Geçenlerde arşive bakarken buldum bu yazıyı. Rolling Stone'daki Pop Dünya isimli köşemde yayınlanan bir şey. Düşüncelerim değişmemiş hiç. Hala aha böyle yandaki gibi mutsuz ve tedirginim!
Mp3’ü sevmiyorum. Çünkü ses kalitesi berbat.
Mp3’ü sevmiyorum çünkü bu berbat ses kalitesiyle en sevdiğim şarkılar birer cep telefonu melodisine dönüşüyor. Onları bir daha eskisi gibi algılayamıyorum.
Mp3’ü sevmiyorum çünkü eski şarkıların çoğu dijital platformda yok. Sevdiğim bazı şarkılar sadece plaklarda var.
Mp3’ü sevmiyorum çünkü Türkiye’de yasal download sitelerinde aradığım hiçbir şey yok. Doğru dürüst albüm de ithal edilmiyor. Zorla Karayip Korsanı olduk. Milletçe indiragandi…
Mp3’ü sevmiyorum çünkü mp3 player’ımı sevmiyorum. Bir adet iPod’um var ve bu alet hem müzik, hem teknoloji katili. Üstelik metres gibi para yiyor. En ufak fonksiyonu yerine getirmek için internetten bir şeyler indirmem gerekiyor. Ve tabii parasını ödemem. Her sabah bugün acaba Steve Jobs bana ne sokuşturacak diye uyanıyorum. “Video izleyecektim,” o halde 35 dolar ver şu programı indir. “Yeni sürüm şeysi vardı,” bir 35 dolar daha ver. Sürekli bitmeyen istekler, yüklenmesi gereken programlar. Mağdurum.
Mp3 Player’ımı sevmiyorum çünkü zırt pırt girişi bozuluyor. Kulaklık girişi aldığım haftadan itibaren arızalı olduğundan tek kulaklıktan ses veriyor. Bu aleti çoğu zaman Boğaz Köprüsü’nden aşağı atmak istiyorum.

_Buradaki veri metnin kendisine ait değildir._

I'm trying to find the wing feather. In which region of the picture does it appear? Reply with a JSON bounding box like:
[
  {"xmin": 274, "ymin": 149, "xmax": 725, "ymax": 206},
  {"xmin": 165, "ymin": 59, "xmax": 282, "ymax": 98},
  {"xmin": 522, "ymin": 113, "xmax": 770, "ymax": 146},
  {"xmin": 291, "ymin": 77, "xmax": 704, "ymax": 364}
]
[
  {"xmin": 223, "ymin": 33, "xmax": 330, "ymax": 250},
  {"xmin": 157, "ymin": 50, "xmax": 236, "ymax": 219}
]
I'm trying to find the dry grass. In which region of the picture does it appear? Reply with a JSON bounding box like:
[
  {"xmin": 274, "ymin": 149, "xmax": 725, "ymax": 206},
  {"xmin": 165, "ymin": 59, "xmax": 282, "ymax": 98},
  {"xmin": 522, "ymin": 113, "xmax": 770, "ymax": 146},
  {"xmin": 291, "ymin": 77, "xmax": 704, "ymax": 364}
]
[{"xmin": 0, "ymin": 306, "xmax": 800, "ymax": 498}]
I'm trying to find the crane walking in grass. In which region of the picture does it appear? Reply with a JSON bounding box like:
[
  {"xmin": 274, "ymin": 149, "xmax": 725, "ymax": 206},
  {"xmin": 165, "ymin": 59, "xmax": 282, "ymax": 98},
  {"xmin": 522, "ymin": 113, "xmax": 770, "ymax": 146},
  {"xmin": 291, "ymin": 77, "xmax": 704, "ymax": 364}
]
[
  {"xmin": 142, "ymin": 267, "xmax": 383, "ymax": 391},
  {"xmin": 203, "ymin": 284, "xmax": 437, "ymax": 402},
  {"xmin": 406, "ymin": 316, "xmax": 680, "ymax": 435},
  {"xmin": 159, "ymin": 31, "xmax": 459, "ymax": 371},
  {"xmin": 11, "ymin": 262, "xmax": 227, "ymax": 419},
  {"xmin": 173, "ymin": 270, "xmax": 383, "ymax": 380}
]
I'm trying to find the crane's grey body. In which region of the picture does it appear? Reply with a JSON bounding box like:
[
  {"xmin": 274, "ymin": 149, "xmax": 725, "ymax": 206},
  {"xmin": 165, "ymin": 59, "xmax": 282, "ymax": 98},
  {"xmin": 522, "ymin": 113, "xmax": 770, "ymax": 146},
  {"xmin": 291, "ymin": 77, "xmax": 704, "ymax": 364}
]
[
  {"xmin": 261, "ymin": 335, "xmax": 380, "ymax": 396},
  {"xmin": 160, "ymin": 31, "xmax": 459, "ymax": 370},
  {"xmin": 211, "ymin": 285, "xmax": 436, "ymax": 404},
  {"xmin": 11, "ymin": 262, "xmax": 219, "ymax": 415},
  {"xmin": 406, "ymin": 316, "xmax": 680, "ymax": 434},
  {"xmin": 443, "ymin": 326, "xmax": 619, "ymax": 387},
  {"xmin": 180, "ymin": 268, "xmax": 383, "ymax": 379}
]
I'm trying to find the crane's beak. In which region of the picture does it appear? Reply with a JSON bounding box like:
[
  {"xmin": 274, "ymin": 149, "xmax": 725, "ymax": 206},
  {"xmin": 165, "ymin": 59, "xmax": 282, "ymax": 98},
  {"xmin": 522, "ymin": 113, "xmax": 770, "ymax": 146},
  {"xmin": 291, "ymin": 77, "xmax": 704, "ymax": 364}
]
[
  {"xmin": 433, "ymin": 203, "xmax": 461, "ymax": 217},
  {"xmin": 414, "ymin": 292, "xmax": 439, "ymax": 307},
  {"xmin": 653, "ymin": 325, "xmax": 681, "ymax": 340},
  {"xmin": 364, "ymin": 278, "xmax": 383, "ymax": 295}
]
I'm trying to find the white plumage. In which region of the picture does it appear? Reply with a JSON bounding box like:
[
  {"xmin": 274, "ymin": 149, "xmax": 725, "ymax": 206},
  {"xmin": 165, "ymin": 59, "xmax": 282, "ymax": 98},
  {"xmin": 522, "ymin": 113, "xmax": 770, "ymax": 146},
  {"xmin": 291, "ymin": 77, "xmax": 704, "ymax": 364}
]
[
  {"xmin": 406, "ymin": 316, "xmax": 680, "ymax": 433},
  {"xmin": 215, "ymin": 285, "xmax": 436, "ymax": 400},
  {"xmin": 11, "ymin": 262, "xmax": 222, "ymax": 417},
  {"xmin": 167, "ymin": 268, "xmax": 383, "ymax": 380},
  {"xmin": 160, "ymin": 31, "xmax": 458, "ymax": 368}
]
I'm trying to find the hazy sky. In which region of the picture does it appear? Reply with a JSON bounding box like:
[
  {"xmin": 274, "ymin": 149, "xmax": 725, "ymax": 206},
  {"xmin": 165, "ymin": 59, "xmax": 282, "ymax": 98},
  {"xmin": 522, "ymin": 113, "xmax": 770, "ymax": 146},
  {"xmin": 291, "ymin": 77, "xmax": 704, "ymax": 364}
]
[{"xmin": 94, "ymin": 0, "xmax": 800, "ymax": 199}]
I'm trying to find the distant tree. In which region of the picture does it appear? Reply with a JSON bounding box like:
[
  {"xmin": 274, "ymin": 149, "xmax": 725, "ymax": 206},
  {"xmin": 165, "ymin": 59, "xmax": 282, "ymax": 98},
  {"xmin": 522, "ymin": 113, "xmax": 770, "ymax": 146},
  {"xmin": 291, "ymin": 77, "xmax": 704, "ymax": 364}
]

Mp3 Player’ıma ayrıca kılım, çünkü satamıyorum, elimde patladı. Berbat bir şey olduğunu düşündüğümden onu pazarlamayı beceremiyorum. “Çok güzel bak 30 giga, çok da kullanışlı” diyemiyorum. Çünkü yalan. Her dakika yeni bir özellikle yeni bir modeli çıkıyor ve aldığım şey ikinci gün teknolojik çöp haline geliyor.
***
Bana geri kafalı diyebilirsiniz. Ama geçen gün evde plak dinlerken gerçek sesler duymanın hazzını yaşadım. Dinlediğim müziğin türü, şarkıyı kimin söylediği falan bir anda önemini yitirdi. Geriye salonu dolduran harika sesler kaldı. Mp3 tost. Birbirinin üzerine bastırılmamış, preslenmiş yutmaya hazır bir lokma. Plak ya da CD’de ise malzemeyi masaya rahat rahat yayıp, hepsinin kokusunu ve tadını ayrı ayrı hissedebilirsiniz. Evet cebinizde taşıyamazsınız ama her şeyin bedeli var. Evet demokrasi var, evet evde bilgisayarı olan herkes müzik yapabiliyor ve evet bu insanları rahatlatıyor olabilir. Ama hiçbir şey karşılıksız değil. Müzikal özgürleşmenin ağır da bir bedeli var. Zihnimiz çöplüğe döndü. Evet keşfetmek harika. Ve evet Sibirya’daki bir indie-folk grubunu bile MyPace’ten bulup dinleyebiliyoruz. Ama iyi bir şarkı dinleyebilmek için 1000 adet berbat şey dinlemek de saç baş yolduruyor. Albüm bir romansa, şarkı onun bir bölümüdür. Mp3 formatında ise biraraya geldiklerinde karmakarışık anlaşılmaz, karga burgu bir tomar nota dönüşüyorlar. Ve ben bu karışıklıktan biraz sıkılmaya başladım galiba…
Efendim? Evet bana eski kafalı diyebilirsiniz. Çünkü buna değer.